While the men are all about the cobbles (except for the few ninnies who dally around in Pais Vasco and other assorted sideshows) the women have some big and diverse challenges coming up. Starting this Sunday the peloton will be split between two big races, the grandmother of them all, the World Cup Trofeo Alfredo Binda and in Flanders the Gent Wevelgem. Unlike the men's race the G-W isn't the main attraction of the day, Binda is the prestigious WC that will draw the majority of the big stars, especially the ones that can handle a climbier course. Binda, together with Plouay perhaps, offers the most challenging course on the women's circuit.

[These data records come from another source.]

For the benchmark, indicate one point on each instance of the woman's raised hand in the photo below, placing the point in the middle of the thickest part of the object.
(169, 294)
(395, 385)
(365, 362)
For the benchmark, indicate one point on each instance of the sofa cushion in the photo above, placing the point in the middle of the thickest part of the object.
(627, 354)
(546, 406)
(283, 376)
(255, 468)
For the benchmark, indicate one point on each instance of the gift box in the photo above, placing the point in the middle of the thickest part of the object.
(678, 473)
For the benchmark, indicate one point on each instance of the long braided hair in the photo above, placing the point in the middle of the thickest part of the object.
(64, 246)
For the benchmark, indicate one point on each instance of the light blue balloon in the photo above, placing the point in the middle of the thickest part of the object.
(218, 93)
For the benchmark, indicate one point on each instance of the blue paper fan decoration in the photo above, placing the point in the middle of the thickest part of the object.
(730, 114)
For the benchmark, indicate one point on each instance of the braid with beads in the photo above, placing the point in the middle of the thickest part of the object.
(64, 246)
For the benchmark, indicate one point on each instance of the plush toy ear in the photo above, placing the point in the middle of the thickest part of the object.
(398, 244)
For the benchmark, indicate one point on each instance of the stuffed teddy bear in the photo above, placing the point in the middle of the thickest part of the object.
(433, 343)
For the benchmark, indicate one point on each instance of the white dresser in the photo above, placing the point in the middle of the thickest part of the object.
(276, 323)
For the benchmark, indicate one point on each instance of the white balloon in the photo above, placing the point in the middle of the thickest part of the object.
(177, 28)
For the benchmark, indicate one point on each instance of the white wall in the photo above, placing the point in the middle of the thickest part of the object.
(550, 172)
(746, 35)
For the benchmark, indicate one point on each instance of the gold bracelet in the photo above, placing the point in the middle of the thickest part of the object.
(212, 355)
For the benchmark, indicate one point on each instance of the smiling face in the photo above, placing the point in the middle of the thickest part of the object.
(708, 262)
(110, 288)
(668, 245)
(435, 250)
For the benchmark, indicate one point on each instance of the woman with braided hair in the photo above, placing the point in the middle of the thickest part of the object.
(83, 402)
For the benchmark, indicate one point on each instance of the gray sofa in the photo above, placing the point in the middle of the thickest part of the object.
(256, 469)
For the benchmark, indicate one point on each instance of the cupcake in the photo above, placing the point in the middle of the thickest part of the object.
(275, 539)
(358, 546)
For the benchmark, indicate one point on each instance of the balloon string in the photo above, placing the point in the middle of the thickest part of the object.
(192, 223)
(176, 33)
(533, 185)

Binda as you can see offers a course that is pretty similar to a challenging World Championships course and looking at resultlists you can pretty clearly see this correlation. If you can't climb then obviously you need not bother to turn up for this and in that way the clash between this classic old race and the newly established women's version of Gent-Wevelgem becomes a little more bearable. Because Wevelgem is pretty much flat as a pannekoeken and reliant on weather, wind and general flandrian nastiness to make the race selective.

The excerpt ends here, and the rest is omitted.